The report found that doctors have been prescribing fewer such drugs. Prescription values registered a peak in 2010 as, at the time, there were 81 written for every 100 people. This number began falling starting with 2012 and reached 71 prescriptions per 100 people in 2015.
In 2010, opioid prescriptions came with 782 morphine milligram equivalents (MME) per person. This value also decreased to the lower 640 MME per person in 2015.
Still, despite the declining numbers, the number of such prescription is still too high and possibly worse, their duration has been getting longer. Namely, they have increased by around one-third as, in 2006, the average prescription was 13 days. In 2015, the median nearly reached 18 days.

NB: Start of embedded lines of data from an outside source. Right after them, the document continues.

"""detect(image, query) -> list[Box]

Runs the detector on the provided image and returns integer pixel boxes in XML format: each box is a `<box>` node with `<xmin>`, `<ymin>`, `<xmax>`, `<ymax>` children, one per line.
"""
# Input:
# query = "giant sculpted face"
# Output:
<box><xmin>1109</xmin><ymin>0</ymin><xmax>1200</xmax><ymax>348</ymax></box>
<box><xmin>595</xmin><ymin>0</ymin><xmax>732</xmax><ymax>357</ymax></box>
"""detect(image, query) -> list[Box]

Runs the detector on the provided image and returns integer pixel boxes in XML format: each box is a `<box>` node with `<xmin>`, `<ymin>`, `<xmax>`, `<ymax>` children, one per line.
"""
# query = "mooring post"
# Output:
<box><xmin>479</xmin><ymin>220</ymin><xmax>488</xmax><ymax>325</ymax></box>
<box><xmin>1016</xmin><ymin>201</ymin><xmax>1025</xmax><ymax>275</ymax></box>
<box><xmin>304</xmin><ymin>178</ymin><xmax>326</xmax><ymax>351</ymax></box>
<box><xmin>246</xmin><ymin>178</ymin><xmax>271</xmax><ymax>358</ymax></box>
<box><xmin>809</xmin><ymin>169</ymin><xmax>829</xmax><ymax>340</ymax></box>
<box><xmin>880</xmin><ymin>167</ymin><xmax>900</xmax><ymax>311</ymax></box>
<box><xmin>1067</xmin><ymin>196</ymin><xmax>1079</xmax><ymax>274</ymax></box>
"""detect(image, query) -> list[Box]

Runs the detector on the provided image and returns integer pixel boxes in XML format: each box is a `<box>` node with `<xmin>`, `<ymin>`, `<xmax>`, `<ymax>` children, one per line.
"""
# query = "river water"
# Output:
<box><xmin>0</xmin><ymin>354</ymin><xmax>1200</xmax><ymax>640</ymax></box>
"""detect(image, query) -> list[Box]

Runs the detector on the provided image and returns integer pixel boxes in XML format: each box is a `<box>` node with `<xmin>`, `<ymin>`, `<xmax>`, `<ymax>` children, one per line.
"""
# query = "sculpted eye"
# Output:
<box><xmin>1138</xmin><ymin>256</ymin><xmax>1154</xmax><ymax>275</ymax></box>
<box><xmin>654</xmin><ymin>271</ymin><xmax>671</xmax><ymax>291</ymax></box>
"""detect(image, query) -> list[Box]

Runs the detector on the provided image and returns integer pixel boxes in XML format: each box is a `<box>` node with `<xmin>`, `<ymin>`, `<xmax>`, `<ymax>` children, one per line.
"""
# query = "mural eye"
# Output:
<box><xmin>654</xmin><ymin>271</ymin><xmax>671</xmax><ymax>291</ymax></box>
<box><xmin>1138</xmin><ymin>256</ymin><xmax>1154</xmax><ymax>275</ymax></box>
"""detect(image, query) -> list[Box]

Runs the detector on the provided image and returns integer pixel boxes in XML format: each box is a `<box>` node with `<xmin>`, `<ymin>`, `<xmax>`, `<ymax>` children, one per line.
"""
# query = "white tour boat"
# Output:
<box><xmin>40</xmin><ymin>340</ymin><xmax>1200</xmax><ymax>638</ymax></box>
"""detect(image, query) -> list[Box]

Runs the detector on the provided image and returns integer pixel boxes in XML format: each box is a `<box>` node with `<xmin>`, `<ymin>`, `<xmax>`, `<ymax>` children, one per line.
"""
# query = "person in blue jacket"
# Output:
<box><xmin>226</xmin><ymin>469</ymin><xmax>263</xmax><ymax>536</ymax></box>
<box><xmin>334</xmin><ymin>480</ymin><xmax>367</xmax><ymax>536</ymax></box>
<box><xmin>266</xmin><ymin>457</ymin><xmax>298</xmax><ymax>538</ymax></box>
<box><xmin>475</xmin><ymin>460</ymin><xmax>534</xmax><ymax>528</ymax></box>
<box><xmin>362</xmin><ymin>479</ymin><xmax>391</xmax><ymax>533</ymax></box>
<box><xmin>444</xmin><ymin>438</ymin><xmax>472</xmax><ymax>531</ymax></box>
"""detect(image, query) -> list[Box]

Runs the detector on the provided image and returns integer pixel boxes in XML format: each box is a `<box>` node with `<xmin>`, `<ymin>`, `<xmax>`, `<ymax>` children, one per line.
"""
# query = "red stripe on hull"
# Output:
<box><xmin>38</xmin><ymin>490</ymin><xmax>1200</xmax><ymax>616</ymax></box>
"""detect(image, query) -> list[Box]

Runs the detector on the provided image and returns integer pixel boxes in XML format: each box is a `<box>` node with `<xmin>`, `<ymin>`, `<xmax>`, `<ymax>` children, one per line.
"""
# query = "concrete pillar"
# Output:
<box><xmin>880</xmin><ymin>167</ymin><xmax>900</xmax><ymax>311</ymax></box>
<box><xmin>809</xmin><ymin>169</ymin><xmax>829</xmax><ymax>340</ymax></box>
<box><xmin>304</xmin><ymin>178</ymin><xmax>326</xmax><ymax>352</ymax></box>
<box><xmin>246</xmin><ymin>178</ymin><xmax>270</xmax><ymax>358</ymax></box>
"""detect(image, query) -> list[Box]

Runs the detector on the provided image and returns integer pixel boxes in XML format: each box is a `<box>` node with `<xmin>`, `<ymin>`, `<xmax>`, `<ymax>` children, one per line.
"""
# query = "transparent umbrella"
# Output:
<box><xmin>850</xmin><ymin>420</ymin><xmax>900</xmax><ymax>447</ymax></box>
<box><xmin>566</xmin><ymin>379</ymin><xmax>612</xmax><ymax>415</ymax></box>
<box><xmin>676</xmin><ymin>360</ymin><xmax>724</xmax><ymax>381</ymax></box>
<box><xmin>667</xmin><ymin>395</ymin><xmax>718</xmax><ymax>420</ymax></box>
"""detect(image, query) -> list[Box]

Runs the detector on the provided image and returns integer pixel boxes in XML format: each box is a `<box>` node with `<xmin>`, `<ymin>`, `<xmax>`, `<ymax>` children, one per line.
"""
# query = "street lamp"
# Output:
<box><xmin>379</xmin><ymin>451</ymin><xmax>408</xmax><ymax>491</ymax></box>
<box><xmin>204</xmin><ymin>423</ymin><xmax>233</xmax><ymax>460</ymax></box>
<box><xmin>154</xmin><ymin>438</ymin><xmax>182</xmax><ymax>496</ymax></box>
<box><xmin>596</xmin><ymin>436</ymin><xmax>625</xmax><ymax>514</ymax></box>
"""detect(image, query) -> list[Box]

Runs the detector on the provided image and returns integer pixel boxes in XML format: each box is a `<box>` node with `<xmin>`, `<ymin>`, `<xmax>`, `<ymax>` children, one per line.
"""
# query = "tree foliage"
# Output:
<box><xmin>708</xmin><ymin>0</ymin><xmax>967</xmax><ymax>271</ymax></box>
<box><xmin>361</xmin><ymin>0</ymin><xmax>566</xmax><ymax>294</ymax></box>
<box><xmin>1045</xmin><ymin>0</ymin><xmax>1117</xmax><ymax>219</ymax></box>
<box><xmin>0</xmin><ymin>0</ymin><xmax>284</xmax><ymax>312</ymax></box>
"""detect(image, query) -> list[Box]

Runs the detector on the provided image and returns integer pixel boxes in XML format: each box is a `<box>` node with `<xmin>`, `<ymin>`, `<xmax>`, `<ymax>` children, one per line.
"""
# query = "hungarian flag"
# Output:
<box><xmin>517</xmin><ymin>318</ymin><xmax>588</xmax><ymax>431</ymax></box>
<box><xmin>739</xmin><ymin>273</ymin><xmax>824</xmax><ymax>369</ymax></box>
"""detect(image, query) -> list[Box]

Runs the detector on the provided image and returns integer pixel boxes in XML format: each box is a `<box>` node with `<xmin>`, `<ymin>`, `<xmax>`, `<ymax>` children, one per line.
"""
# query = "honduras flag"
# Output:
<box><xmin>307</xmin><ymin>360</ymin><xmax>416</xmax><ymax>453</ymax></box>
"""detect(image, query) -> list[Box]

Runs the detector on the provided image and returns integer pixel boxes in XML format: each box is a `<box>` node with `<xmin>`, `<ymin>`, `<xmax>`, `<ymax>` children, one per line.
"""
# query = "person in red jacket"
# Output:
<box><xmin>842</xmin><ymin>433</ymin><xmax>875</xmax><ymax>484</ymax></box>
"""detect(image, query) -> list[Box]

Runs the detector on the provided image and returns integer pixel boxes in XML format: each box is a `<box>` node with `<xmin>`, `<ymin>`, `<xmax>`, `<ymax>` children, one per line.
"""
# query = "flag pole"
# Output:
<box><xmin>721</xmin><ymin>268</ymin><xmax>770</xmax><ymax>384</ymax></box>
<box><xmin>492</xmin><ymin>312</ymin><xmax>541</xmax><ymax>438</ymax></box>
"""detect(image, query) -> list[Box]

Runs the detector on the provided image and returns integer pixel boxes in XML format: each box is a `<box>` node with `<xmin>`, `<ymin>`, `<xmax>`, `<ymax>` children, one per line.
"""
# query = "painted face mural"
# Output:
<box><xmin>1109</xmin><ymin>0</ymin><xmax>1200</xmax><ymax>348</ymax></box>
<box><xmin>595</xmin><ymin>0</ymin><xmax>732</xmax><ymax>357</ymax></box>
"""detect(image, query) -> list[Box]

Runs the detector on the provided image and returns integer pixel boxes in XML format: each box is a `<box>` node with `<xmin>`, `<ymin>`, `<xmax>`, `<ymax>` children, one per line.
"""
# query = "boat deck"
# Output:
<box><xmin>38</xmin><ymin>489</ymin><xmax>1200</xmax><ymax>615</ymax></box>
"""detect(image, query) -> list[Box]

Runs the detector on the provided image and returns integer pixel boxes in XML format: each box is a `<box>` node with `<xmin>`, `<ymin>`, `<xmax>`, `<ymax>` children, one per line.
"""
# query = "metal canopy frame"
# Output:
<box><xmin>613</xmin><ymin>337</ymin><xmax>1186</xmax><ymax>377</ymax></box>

In general, the number of opioids prescriptions fell by 18 percent when comparing the 2010 to the 2015 ratio. However, even these figures are some three times higher than they were back in 1999.
Also, the report found that there is a “tremendous variation between counties”. Namely, the highest opioid prescribing counties dispensed around six times more drugs than the lowest prescribing ones, according to the survey.
“The amount of opioids prescribed in the U.S. is still too high, with too many opioid prescriptions for too many days at too high a dosage,” stated Anne Schuchat, the CDC’s Acting Director.
She also pointed out that the CDC released several guidelines about prescribing opioids for doctors. Issued in 2016, their effects remain to be seen.